YOUR SOLIN GENERATED RECIPE
Crispy-Skin Sweet Potato with Greek Yogurt and Chives
Enjoy a wholesome, satisfying dish featuring a perfectly baked, crispy-skinned sweet potato topped with a zesty blend of nonfat Greek yogurt, lightly scrambled egg whites, and fresh chives. This meal marries the natural sweetness and texture of the potato with the creamy tang of Greek yogurt, enhanced by the subtle richness of olive oil and fresh herbs, creating a balanced and delicious option for any time of day.
INGREDIENTS
1 medium Sweet Potato
1 cup Nonfat Greek Yogurt
2 servings Egg Whites (from large eggs)
1 teaspoon Olive Oil
1 tablespoon Fresh Chives (chopped)
PREPARATION
Preheat your oven to 425°F. Scrub the sweet potato thoroughly and pat dry.
Using a fork, poke several holes in the sweet potato. Rub it lightly with olive oil and sprinkle with a pinch of salt if desired.
Place the sweet potato directly on the oven rack or on a baking sheet and bake for 40-45 minutes until the skin is crispy and the inside is tender.
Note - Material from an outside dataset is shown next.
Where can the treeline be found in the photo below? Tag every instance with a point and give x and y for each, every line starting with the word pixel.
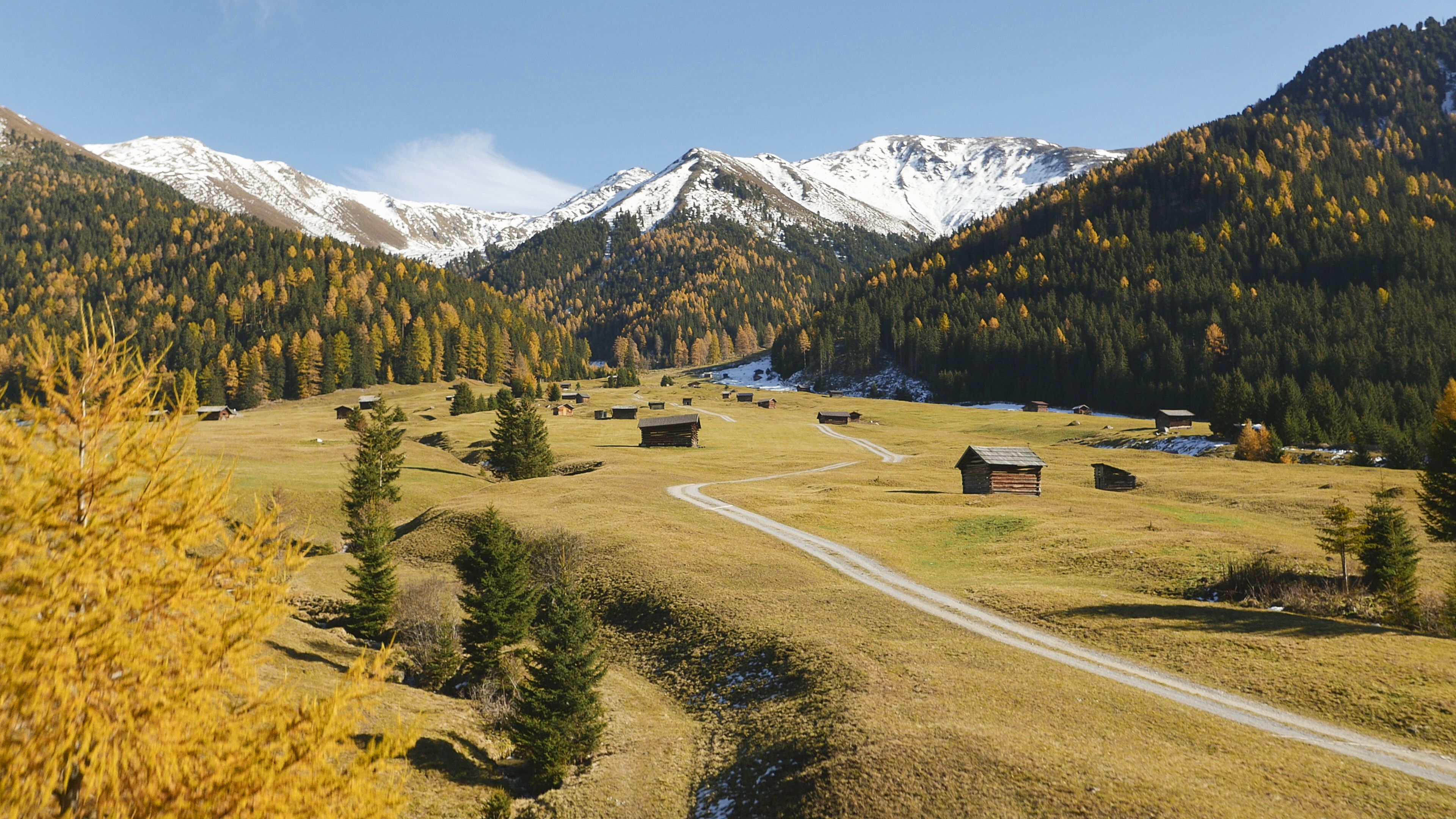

While the potato is baking, pour the egg whites into a nonstick pan over medium heat. Scramble gently until just set, then remove from the heat.
In a small bowl, combine the nonfat Greek yogurt with the scrambled egg whites and mix in the fresh chopped chives. Season lightly with salt and pepper as desired.
Once the sweet potato is done, carefully slice it open, fluff the insides with a fork, and spoon the yogurt and egg white mixture over the top.
Garnish with additional chives if preferred and serve immediately.